Blondell Cummings does the opposite. Jubilant, earthy, celebratory, mischievous, she invites us to see the dance “inside” our most homely tasks, chores, and daily activities. Layered through her soundtracks are oral histories; whispered, overheard and remembered conversations through open windows or over the kitchen table. Throughout her career, she collaborated with avant-garde musicians and writers.

She is best known for “Chicken Soup” (1981), a dance inspired by her childhood memories of watching her grandmother at work. This is no twee waltz with a frying pan, however; no snappy number using a dish towel as prop.

Though video of Cummings’ performances is rare, on Vimeo you can watch a two-minute excerpt of “Chicken Soup,” filmed at Jacob’s Pillow in 1989.

The music (by Meredith Monk, Brian Eno and Collin Walcott) consists of a simple haunting tune picked out one note at a time on a piano, along with poetry by Grace Paley and Pat Stein. In a long sleeveless pink dress and leg warmers, Cummings sits in a chair and drinks iced coffee, chats with the neighbors, rocks. The quality of the film and sound are terrible.

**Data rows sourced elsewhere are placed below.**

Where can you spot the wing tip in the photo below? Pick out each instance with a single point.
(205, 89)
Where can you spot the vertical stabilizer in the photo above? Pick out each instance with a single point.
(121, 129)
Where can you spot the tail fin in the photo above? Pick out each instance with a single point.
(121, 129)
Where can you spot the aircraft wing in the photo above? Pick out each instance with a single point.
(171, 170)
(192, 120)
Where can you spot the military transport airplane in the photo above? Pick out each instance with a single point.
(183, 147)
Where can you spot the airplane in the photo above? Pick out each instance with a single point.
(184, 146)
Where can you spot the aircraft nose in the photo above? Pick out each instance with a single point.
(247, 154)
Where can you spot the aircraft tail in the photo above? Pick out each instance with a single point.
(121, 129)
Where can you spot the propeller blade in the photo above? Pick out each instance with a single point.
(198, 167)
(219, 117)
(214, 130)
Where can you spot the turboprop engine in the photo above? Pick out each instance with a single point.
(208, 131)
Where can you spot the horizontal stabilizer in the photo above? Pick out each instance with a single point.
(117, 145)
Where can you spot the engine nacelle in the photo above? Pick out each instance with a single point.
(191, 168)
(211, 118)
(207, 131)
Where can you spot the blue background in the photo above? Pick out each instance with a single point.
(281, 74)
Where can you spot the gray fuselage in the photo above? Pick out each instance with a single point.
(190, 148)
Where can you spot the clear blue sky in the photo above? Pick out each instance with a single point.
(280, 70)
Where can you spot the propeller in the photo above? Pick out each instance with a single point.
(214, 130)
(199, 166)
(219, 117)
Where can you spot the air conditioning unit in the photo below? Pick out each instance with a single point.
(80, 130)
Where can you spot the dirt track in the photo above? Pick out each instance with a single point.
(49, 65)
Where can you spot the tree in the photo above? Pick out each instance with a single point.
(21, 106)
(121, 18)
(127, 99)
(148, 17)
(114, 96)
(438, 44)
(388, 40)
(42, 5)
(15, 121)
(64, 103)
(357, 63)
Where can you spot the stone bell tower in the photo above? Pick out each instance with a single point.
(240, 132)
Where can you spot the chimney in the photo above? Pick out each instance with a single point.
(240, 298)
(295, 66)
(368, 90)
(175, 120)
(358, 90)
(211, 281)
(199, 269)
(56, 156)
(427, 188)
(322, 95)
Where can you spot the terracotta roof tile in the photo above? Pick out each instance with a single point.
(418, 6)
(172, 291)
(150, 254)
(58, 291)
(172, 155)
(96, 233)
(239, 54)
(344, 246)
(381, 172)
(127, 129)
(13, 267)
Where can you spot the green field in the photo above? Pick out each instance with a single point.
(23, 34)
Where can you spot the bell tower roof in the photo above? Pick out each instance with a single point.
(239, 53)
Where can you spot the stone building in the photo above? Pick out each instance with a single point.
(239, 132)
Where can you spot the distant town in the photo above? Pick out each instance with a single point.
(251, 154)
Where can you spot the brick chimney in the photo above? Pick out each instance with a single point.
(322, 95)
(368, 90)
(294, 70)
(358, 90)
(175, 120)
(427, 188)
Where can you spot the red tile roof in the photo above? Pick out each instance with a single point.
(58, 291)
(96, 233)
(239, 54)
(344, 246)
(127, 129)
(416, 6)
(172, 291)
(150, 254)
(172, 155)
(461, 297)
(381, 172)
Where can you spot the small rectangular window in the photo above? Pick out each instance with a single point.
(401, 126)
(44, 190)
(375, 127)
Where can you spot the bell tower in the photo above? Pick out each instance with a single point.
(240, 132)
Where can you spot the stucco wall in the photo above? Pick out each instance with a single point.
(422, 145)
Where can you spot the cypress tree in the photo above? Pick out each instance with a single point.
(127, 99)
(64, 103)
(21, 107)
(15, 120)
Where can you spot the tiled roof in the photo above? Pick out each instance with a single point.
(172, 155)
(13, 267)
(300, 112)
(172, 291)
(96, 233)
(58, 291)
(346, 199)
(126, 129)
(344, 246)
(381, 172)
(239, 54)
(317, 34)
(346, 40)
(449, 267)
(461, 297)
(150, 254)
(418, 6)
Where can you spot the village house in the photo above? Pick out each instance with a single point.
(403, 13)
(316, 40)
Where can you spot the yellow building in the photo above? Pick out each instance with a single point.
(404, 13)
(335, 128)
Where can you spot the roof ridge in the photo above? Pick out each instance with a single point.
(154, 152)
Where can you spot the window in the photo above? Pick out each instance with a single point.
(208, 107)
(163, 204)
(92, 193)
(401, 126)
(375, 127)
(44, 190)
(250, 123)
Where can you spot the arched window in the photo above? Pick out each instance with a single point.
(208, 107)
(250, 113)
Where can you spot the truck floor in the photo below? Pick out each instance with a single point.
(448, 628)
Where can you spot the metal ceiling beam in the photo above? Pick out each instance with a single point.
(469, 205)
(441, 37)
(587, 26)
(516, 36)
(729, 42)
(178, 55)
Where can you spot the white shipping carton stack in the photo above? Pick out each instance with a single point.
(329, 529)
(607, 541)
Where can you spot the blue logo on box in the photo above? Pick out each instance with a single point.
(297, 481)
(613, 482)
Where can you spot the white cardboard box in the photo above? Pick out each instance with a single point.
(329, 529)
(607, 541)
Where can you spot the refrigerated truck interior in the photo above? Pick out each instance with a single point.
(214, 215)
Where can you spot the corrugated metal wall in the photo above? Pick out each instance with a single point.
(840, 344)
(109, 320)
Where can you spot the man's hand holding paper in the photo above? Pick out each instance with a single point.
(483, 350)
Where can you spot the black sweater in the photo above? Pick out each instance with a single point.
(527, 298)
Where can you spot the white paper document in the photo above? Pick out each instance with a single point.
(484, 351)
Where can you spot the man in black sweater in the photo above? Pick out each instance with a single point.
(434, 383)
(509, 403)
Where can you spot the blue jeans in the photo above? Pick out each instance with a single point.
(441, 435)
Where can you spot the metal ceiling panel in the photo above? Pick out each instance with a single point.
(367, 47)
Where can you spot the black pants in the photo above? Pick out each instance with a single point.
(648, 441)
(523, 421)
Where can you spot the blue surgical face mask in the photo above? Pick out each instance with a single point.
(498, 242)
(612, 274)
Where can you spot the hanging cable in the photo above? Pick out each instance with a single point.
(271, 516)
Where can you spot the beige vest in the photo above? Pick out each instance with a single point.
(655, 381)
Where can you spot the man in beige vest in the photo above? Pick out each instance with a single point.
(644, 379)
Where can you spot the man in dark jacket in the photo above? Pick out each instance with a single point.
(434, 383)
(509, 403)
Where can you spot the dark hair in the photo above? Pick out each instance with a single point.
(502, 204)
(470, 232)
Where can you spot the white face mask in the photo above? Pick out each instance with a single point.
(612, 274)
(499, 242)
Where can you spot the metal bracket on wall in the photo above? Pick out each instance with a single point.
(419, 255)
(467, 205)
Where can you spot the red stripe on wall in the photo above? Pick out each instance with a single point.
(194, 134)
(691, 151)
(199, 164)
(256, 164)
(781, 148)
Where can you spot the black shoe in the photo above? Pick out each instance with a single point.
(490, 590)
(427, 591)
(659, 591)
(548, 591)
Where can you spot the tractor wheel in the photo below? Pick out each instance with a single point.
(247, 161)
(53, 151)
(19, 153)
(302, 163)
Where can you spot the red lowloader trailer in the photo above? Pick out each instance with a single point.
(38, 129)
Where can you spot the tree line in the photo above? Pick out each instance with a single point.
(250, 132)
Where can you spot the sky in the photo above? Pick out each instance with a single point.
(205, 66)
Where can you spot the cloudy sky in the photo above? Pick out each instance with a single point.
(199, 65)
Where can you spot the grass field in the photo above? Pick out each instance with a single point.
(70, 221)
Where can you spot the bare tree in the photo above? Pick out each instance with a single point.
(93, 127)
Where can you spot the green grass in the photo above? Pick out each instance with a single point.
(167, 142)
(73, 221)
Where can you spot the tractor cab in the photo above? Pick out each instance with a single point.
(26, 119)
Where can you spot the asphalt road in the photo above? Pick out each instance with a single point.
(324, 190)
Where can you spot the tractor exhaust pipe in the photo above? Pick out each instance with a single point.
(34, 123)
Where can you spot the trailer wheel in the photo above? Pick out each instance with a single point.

Even so, the performance is galvanizing: Cummings’ movements are kinetically energetic but never histrionic; bursting from an inner wellspring that insists on hope and perseverance in the face of suffering. She’s up to something fresh and new, and you’re spellbound trying to figure out what.

All the more reason to visit A + P’s exhibit, much of which is drawn from Cummings’ personal video archive, and view the dance in its entirety, along with others from her “Food for Thought” suite, including “Tossed Salad” and “With House Dressing.”

Also on view are photographs, interviews, and such lesser-known dance films as “Cycle” (1978) and “In Night Stir” (1983).

The exhibit is open Wednesday-Saturday, 12-6 p.m. Free admission and no advance reservations are required.

An accompanying Getty Research Institute Resource Guide includes a selection of archives, additional primary sources, and secondary sources that demonstrate the reach and range of Cummings’ work.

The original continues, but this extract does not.